A photo of Trump posted April 5 this year by former aide Stephen Miller shows that Trump still has on his desk a plaque made out of a piece of border barrier presented to him in 2019 by Gloria Chavez, then chief patrol agent of the El Centro Sector.
“In recognition of your commitment and unwavering support for the men and women on the front lines and the border security mission of the United States, we would like to present you with this piece of the first 30-foot border wall installed along the United States border with Mexico,” it says.
Chavez has since been elevated to chief of the Border Patrol’s El Paso Sector, one of many high-ranking officials who made public displays of loyalty to Trump, only to be ostensibly answering to a new president now, one who appoints people like Magnus to oversee her.
As the Trump years went on, Magnus also took stands on asylum and migrants that were at odds with those of Trump and his Customs and Border Protection loyalists, but not so radical as to disqualify him from consideration.
On June 16, 2018, amid the child-separation scandal, Magnus tweeted, “Troubling questions for police chiefs whose departments directly or indirectly assist w/immigration enforcement that separates parents from children: Is this consistent with the oath you took to serve & protect? Is this humane or moral? Does this make your community safer?”
In 2019, the number of asylum-seekers crossing the border increased, and on July 15 that year, Magnus tweeted, “As the debate continues over refugees and asylum seekers — many who we temporarily house in Tucson — it’s worth being reminded why human beings flee from their homelands in the first place (not unlike a lot of our ancestors).”
Then he quoted a Somali writer’s poem, which began, “no one leaves home unless/home is the mouth of a shark/you only run for the border/when you see the whole city is running as well”.
On the other hand, Magnus opposed the 2018 sanctuary-city initiative that would have almost eliminated the Tucson Police Department’s ability to cooperate with federal immigration authorities. The initiative lost, leaving many local progressives angry with Magnus and Tucson's power structure.

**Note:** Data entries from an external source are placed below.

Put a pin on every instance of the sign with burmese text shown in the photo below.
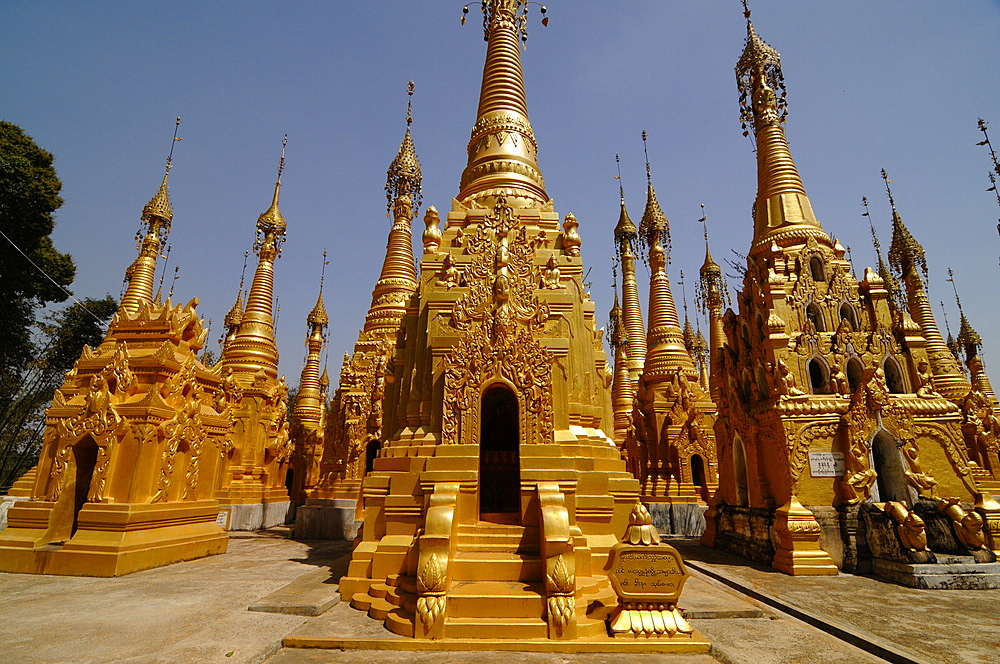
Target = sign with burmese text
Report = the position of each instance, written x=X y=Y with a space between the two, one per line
x=647 y=573
x=826 y=464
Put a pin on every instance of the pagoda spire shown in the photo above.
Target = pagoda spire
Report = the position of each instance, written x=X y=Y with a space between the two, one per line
x=253 y=347
x=308 y=402
x=156 y=218
x=906 y=257
x=633 y=331
x=622 y=392
x=502 y=149
x=665 y=338
x=398 y=278
x=783 y=213
x=711 y=297
x=971 y=342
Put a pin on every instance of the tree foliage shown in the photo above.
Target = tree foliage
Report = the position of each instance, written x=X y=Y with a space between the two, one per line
x=22 y=422
x=29 y=197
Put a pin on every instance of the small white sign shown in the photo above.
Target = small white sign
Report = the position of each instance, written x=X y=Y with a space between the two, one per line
x=826 y=464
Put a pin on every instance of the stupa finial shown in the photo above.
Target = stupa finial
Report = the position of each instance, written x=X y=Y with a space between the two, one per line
x=502 y=149
x=403 y=179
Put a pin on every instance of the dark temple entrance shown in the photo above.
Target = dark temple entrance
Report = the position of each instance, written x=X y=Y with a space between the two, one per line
x=499 y=459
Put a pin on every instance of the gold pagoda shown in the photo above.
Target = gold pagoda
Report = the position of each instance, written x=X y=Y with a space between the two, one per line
x=252 y=484
x=664 y=415
x=134 y=442
x=845 y=423
x=308 y=431
x=492 y=498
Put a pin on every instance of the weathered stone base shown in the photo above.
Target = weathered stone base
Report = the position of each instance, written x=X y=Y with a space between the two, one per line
x=830 y=533
x=327 y=519
x=686 y=519
x=112 y=539
x=257 y=516
x=950 y=573
x=745 y=532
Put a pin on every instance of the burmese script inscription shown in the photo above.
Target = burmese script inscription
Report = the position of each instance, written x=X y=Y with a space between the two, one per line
x=646 y=573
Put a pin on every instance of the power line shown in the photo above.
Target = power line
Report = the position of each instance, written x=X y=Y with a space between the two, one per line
x=54 y=282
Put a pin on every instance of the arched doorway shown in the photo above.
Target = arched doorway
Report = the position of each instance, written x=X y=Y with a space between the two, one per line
x=698 y=477
x=887 y=462
x=499 y=457
x=371 y=453
x=85 y=459
x=740 y=472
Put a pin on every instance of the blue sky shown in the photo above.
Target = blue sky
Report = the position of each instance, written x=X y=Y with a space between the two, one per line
x=870 y=84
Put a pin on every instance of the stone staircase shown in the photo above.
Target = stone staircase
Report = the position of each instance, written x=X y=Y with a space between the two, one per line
x=497 y=589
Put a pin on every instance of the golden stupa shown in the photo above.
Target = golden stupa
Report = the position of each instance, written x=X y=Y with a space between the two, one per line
x=849 y=436
x=251 y=488
x=663 y=412
x=472 y=415
x=134 y=442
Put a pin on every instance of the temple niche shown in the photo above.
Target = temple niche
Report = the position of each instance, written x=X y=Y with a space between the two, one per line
x=849 y=437
x=134 y=443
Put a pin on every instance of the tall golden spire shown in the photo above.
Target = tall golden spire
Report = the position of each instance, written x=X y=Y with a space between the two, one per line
x=711 y=295
x=308 y=402
x=622 y=394
x=906 y=257
x=156 y=218
x=398 y=279
x=253 y=347
x=665 y=338
x=654 y=222
x=782 y=211
x=502 y=149
x=632 y=329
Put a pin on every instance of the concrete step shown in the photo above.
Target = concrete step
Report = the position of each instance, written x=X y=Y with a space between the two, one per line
x=495 y=628
x=496 y=599
x=495 y=566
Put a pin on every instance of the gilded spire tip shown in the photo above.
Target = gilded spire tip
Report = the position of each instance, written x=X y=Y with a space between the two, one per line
x=404 y=178
x=654 y=224
x=271 y=224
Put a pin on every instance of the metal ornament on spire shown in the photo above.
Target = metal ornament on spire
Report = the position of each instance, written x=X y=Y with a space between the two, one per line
x=967 y=335
x=758 y=76
x=502 y=148
x=404 y=177
x=271 y=225
x=654 y=225
x=515 y=11
x=905 y=253
x=625 y=230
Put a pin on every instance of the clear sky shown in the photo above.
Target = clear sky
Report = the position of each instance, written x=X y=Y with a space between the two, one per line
x=894 y=84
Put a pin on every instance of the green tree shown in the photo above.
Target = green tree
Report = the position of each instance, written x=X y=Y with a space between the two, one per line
x=29 y=196
x=63 y=335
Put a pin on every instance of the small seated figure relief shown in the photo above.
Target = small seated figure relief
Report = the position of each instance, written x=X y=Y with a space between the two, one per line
x=432 y=235
x=786 y=384
x=925 y=380
x=450 y=275
x=838 y=380
x=550 y=275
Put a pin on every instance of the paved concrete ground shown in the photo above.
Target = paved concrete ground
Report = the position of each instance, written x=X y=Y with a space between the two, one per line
x=937 y=626
x=193 y=612
x=196 y=612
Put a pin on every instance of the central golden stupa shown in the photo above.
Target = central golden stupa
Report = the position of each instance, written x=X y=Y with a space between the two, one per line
x=492 y=505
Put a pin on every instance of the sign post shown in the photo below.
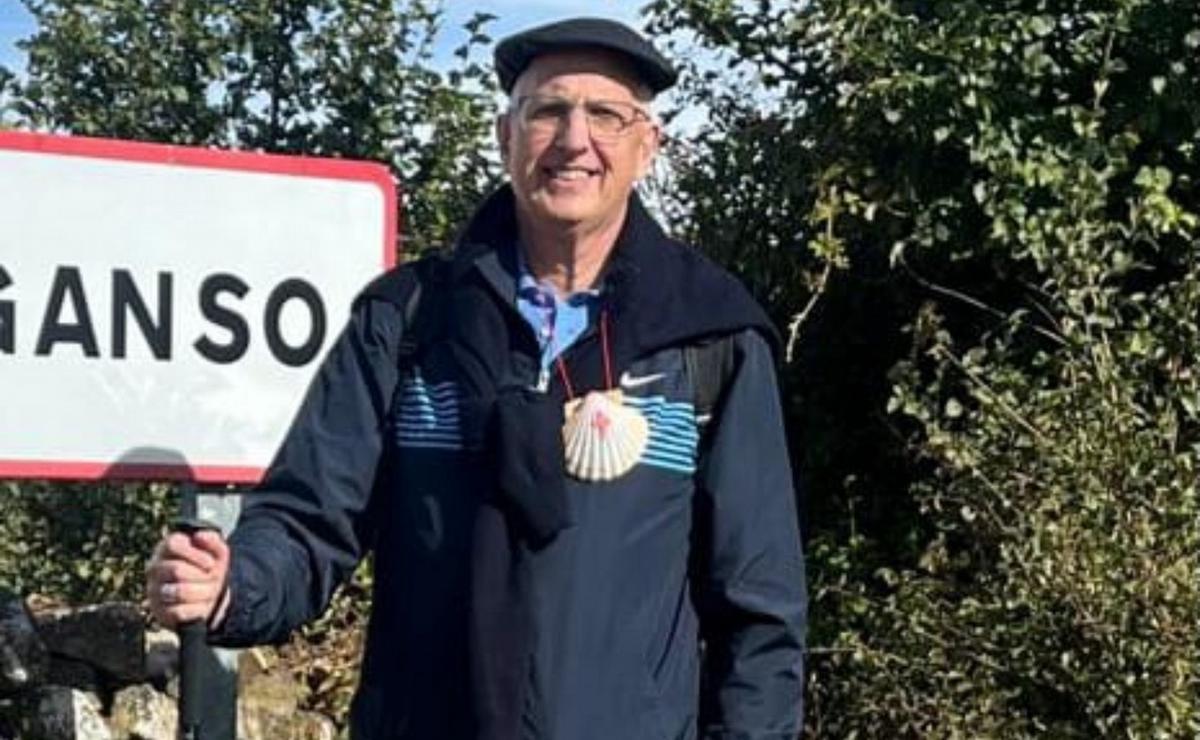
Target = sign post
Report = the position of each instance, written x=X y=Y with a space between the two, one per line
x=162 y=312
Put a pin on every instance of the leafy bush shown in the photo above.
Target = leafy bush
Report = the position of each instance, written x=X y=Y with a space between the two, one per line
x=81 y=543
x=1030 y=172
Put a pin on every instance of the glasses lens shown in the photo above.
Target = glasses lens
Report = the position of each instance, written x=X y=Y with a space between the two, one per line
x=606 y=119
x=609 y=119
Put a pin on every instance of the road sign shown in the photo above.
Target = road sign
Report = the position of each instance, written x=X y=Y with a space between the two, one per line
x=163 y=308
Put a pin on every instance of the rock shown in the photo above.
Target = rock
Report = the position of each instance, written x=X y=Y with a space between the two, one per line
x=60 y=713
x=161 y=661
x=23 y=656
x=75 y=674
x=109 y=637
x=139 y=713
x=297 y=726
x=265 y=704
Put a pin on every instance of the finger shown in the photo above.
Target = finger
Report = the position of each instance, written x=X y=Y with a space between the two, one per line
x=213 y=543
x=175 y=615
x=179 y=546
x=171 y=571
x=173 y=594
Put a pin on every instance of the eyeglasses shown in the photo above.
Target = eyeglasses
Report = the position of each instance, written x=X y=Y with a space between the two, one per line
x=607 y=120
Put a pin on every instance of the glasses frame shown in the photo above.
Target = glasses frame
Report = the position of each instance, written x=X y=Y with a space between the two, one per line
x=639 y=114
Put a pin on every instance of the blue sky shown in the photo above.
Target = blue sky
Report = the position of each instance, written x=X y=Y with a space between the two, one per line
x=511 y=16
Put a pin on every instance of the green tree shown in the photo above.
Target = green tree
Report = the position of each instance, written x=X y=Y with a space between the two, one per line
x=1014 y=182
x=343 y=78
x=339 y=78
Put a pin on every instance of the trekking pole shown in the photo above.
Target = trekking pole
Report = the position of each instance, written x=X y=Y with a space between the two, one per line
x=192 y=659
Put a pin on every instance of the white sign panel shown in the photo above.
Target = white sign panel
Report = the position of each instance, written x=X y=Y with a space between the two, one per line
x=163 y=310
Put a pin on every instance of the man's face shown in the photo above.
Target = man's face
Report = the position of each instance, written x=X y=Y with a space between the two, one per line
x=571 y=174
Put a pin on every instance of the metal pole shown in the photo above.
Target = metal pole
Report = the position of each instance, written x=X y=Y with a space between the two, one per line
x=208 y=677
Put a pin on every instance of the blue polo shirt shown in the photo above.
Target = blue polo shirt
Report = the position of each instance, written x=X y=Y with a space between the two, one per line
x=556 y=322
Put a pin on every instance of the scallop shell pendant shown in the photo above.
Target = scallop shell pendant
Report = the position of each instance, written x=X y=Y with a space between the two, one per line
x=603 y=439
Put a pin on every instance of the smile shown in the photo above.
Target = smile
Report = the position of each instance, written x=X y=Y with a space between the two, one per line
x=569 y=173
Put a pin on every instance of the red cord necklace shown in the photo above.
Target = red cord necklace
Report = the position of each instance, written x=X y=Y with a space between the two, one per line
x=603 y=438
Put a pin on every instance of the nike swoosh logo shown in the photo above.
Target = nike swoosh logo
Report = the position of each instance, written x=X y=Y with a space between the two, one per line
x=629 y=381
x=432 y=535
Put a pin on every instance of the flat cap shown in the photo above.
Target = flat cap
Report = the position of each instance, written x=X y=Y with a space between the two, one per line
x=515 y=53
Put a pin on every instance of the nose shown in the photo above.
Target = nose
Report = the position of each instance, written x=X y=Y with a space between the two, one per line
x=574 y=132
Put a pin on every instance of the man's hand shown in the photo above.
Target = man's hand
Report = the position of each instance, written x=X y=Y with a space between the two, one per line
x=186 y=578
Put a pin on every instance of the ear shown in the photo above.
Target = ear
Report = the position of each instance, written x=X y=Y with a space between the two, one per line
x=503 y=134
x=648 y=149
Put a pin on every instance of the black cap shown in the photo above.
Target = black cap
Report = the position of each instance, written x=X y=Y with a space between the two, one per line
x=515 y=53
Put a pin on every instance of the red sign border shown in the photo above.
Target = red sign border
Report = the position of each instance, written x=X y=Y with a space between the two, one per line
x=211 y=158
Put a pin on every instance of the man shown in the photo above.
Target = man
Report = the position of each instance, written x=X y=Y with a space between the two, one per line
x=564 y=542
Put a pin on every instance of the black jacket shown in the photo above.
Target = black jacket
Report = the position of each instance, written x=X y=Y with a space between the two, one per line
x=510 y=600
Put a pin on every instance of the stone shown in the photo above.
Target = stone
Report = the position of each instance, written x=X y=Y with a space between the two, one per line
x=265 y=704
x=298 y=726
x=60 y=713
x=23 y=656
x=76 y=674
x=111 y=637
x=161 y=663
x=139 y=713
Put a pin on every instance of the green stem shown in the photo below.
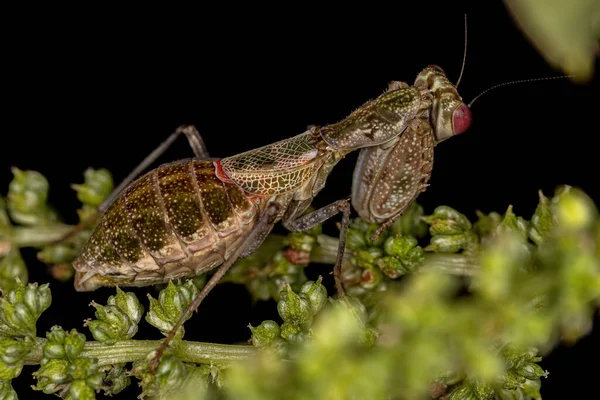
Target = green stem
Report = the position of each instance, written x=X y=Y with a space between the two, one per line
x=448 y=263
x=125 y=351
x=38 y=236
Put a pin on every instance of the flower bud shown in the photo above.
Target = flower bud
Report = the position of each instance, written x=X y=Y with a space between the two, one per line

His more liberal point of view on asylum is anathema to officials of the former regime like ex-acting commissioner of Customs and Border Protection Mark Morgan, whom Magnus would replace.
Morgan has publicly condemned the end of strict Trump-era restrictions on asylum that he supported, including instant expulsion due to COVID-19 and the “Remain in Mexico” policy.
But if Magnus is confirmed, he might find grounds for some agreement on how to handle increased numbers of asylum-seeking families and children.
Magnus could move to extract Border Patrol agents from the business of handling asylum cases by funneling the families and children back through ports of entry and into a more robust asylum system.
That would undoubtedly please agents who were trained in law enforcement, not social services.
But of course, even if he reduces the Trump-era influence in CBP, the agency and his role will remain political.
As Magnus said after the March 2017 conflict: “We live and work in a political environment. To be oblivious to political considerations would be foolish. But it shouldn’t be the driving factor in these decisions.”